I was glad to see that there was more to Vegas than gambling and laying poolside, so I followed the signs to the Art Gallery. The current exhibit at the Bellagio is Ansel Adams. The exhibit is well done, lots of beautiful photos, and a section at the end that has letters Adams wrote as well as photos of him from all stages of his life. Just skimming the letters I realized that nothing would probably have saddened a man who loved nature as much as Adams than his exhibit in a hotel in Sin City. But maybe I am wrong...

I headed next door to Caesar's Palace and came upon the Brahma Shrine. It is an authentic replica of one of Thailand's most popular Buddist shrines. There was incense burning, gifts of fruit and flowers left as an offering and people were praying. It felt strangely peaceful and quiet in all that craziness and I was glad I had stumbed across it.



The rest of the day I shopped, sure wish Urban Outfitters would come to my neck of the woods, and then headed back to the hotel.

After my first day in Vegas whatever enthusism I had was completly worn off. So I will just list a few more tidbits or thoughts to sum up the trip.

1. Gambled at the Black Jack table for the first time. All other previous bets I had made in my life was a six pack on a football game or $20 in a poker game amongst friends. Needless to say I was entertained for about an hour and a half before they took all my chips. Those were the two most expensive "free" beers I ever got.
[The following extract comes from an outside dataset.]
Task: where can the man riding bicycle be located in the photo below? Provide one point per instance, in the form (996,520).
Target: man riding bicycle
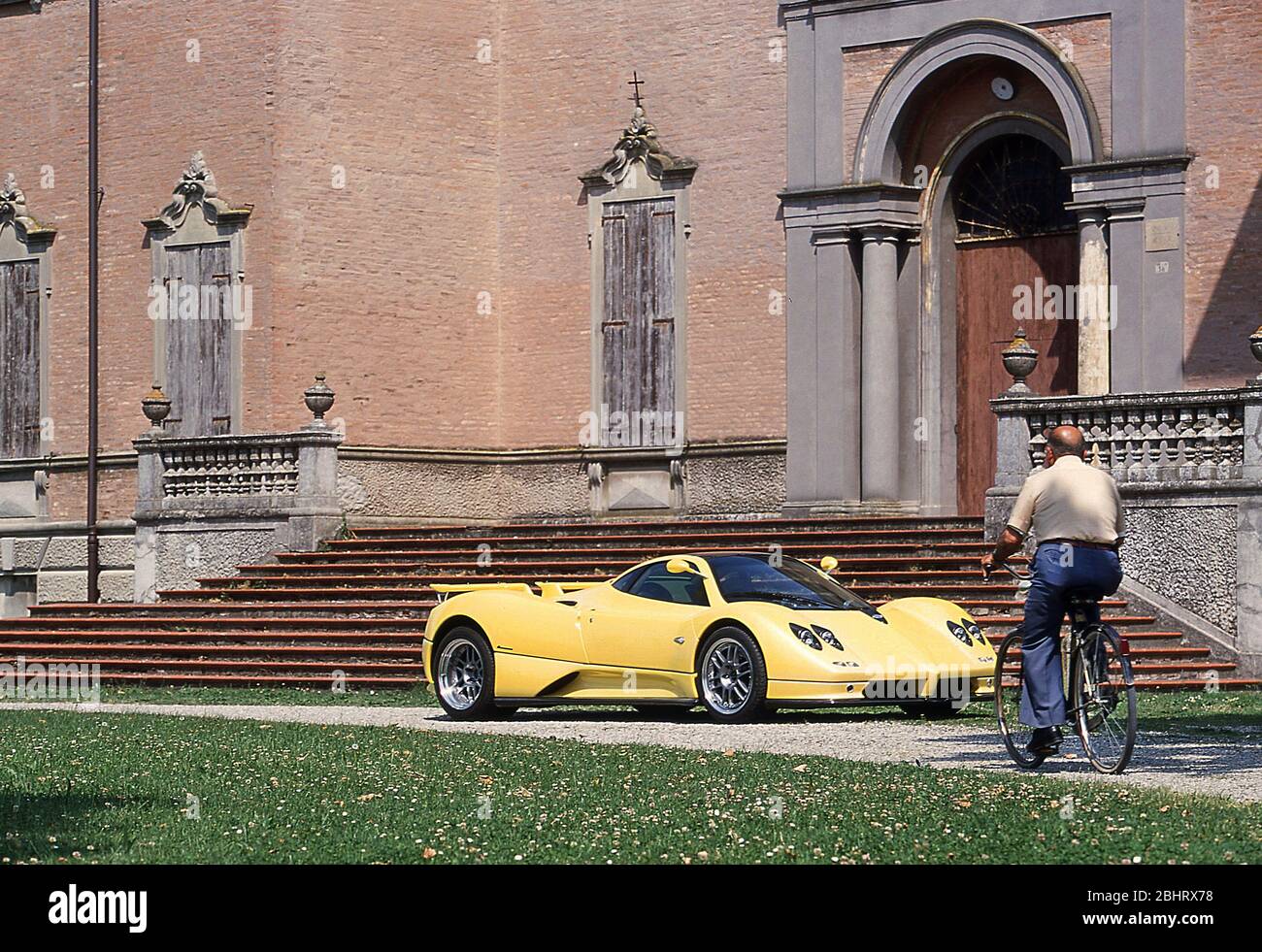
(1074,510)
2. Went to the Stratosphere which looks like the space needle in Seattle and is located at the end of the Strip. It has incredible views of the city and that is where I took this photo. My main thought as we sat sipping our wine looking out at the view, "Holy Electricity".
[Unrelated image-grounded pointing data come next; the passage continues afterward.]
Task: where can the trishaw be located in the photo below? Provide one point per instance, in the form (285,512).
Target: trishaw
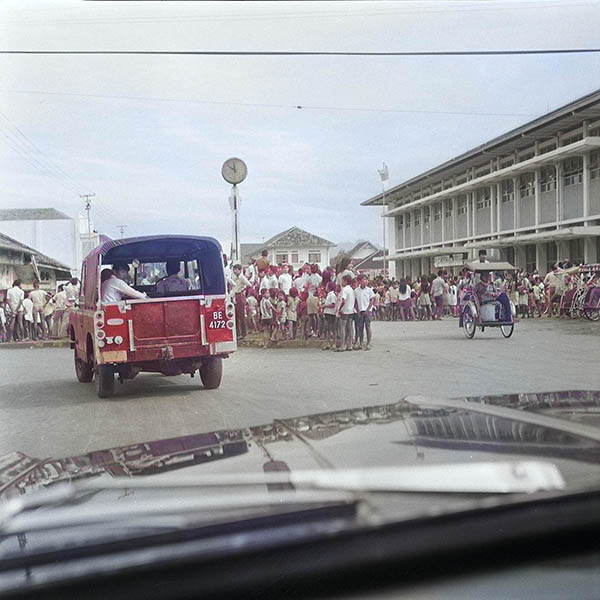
(170,332)
(484,301)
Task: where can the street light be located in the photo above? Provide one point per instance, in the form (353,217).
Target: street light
(234,171)
(384,174)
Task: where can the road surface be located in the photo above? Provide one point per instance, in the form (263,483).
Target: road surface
(45,412)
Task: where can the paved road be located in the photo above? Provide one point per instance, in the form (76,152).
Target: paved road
(44,411)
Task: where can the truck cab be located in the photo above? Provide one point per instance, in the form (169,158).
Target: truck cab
(184,323)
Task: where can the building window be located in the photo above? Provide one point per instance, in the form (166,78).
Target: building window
(573,171)
(527,185)
(530,258)
(508,190)
(483,198)
(595,164)
(547,179)
(576,251)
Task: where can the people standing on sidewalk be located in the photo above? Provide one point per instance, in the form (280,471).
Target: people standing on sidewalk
(345,312)
(39,299)
(15,296)
(240,285)
(437,291)
(364,304)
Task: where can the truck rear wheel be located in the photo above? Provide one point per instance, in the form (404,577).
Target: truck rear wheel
(211,372)
(105,381)
(83,370)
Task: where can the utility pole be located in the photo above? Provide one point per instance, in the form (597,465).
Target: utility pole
(88,206)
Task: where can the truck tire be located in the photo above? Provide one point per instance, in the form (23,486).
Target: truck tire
(83,370)
(211,372)
(105,381)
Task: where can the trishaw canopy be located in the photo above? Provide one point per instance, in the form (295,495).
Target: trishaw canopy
(477,265)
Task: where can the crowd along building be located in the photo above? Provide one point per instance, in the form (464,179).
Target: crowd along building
(530,196)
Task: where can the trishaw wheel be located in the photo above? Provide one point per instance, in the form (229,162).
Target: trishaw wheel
(105,381)
(83,370)
(469,326)
(211,372)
3. The Monte Carlo where I stayed sucked. Construction on both sides of the hotel and those guys get going early in the morning. Even on the 25th floor I could hear those cement trucks backing up. Only upside to this hotel, Haagen Daz icecream in the food court.

4. My hotel window faced the direction of the airport and it was amazing to see the frequency of flights taking off and landing. About one every minute.

5. Vegas is all inclusive. They open their arms to everyone. I saw all nationalties, ages, and economics. This city, for some bizarre reason seems to appeal to just about everyone, like moths to a light.

6. I did actually do some work. There were meetings, conventions, and dinners to attend. Hands to be shook. But nothing earth shattering to report.

7. Spent my final afternoon before flying out the next morning, reading a library book in the bed and staring out the window watching the planes go by. I was ready to be home.

Spring In The South

On another note Spring has officially arrived here and these are the signs.

1. Our forsythia bush in the front yard has little yellow buds. This bush always reminds me of my Granny. I am sure it had no sway in my immediate love of the house when we saw it for the first time that it was in full bloom.

2. Sports Illustrated Swimsuit Issue arrived. Beyonce is on the cover and looking mighty fine I must say. This years issue came with a special section that had blurred photos of women in swimsuits that you view with the enclosed 3-D glasses. J's response while looking at the picture and moving the magazine slowly back and forth, "I still can't see her boobs".